Publié le 29 Apr 2026 - 20:55
TABASKI 2026 - FACE AUX INCERTITUDES REGIONALES

Les éleveurs appellent à une réaction rapide de l’État 

 

À quelques semaines de la Tabaski, l’inquiétude monte chez les acteurs du secteur pastoral sénégalais. Réunis en atelier les 27 et 28 avril à Thiès, les responsables du Conseil national de la Maison des éleveurs du Sénégal (CNMDE) ont tiré la sonnette d’alarme face à un risque réel de pénurie de moutons, conséquence directe de la crise politique et sécuritaire au Mali, principal pays fournisseur du marché sénégalais.

 

Le président du Conseil national de la Maison des éleveurs du Sénégal, Ismaïla Sow, met en garde contre les répercussions de la crise politique et sécuritaire au Mali, susceptibles de perturber gravement l’approvisionnement en bétail à l’approche de la fête de Tabaski. À cette contrainte s’ajoute la flambée des prix de l’aliment de bétail, qui fragilise davantage les éleveurs et pourrait entraîner une hausse significative des prix pour les consommateurs.

Face à cette situation jugée préoccupante, les éleveurs appellent à une intervention urgente de l’État. Ils plaident notamment pour la mise en place de subventions sur l’aliment de bétail et l’ouverture d’un cadre de concertation entre les autorités et les professionnels du secteur afin d’anticiper les difficultés et sécuriser l’approvisionnement du marché.

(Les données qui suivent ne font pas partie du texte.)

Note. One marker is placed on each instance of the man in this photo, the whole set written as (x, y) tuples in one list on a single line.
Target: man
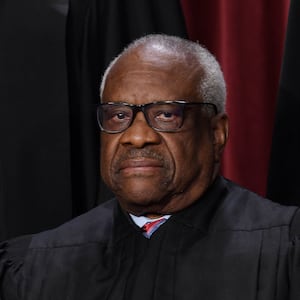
[(164, 128)]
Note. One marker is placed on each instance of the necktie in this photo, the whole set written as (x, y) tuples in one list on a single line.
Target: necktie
[(150, 227)]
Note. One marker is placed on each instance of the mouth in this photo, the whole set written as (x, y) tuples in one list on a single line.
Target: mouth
[(140, 166)]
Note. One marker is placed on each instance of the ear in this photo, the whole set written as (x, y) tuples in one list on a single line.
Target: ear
[(220, 134)]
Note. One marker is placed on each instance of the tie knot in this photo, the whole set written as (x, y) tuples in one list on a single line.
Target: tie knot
[(150, 227)]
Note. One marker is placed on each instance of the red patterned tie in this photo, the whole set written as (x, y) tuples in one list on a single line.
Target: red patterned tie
[(150, 227)]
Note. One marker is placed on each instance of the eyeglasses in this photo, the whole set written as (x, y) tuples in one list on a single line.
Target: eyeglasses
[(166, 116)]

Ismaïla Sow insiste sur la nécessité pour l’État d’anticiper la situation et de prendre des mesures concrètes dans les meilleurs délais. Selon lui, les éleveurs sénégalais, en lien avec leurs homologues de plusieurs pays de la sous-région, notamment au Mali, suivent de près l’évolution de la situation à travers leurs réseaux professionnels. « Nous sommes en contact permanent avec nos partenaires des pays membres de notre organisation sous-régionale. Les échanges montrent que plusieurs zones font face à des difficultés, notamment en raison de la sécheresse évoquée dans certains pays comme l’Algérie et le Maroc », renseigne-t-il.

Dans ce contexte marqué par des tensions climatiques et économiques, certains États envisagent déjà des solutions alternatives, notamment en se tournant vers d’autres pays fournisseurs comme la Mauritanie. Une situation qui renforce les craintes d’une pression accrue sur l’offre disponible pour le marché sénégalais.

C’est pourquoi Ismaïla Sow appelle les autorités sénégalaises à agir rapidement afin de rassurer les acteurs du secteur et les consommateurs. Ils insistent notamment sur la nécessité de prendre des dispositions anticipées pour faciliter l’accès au bétail et éviter une flambée des prix à l’approche de la fête.

Par ailleurs, il exhorte les populations à s’organiser tôt pour l’achat des moutons, dans un contexte où les éleveurs eux-mêmes restent dans l’expectative quant aux mesures d’accompagnement de l’État.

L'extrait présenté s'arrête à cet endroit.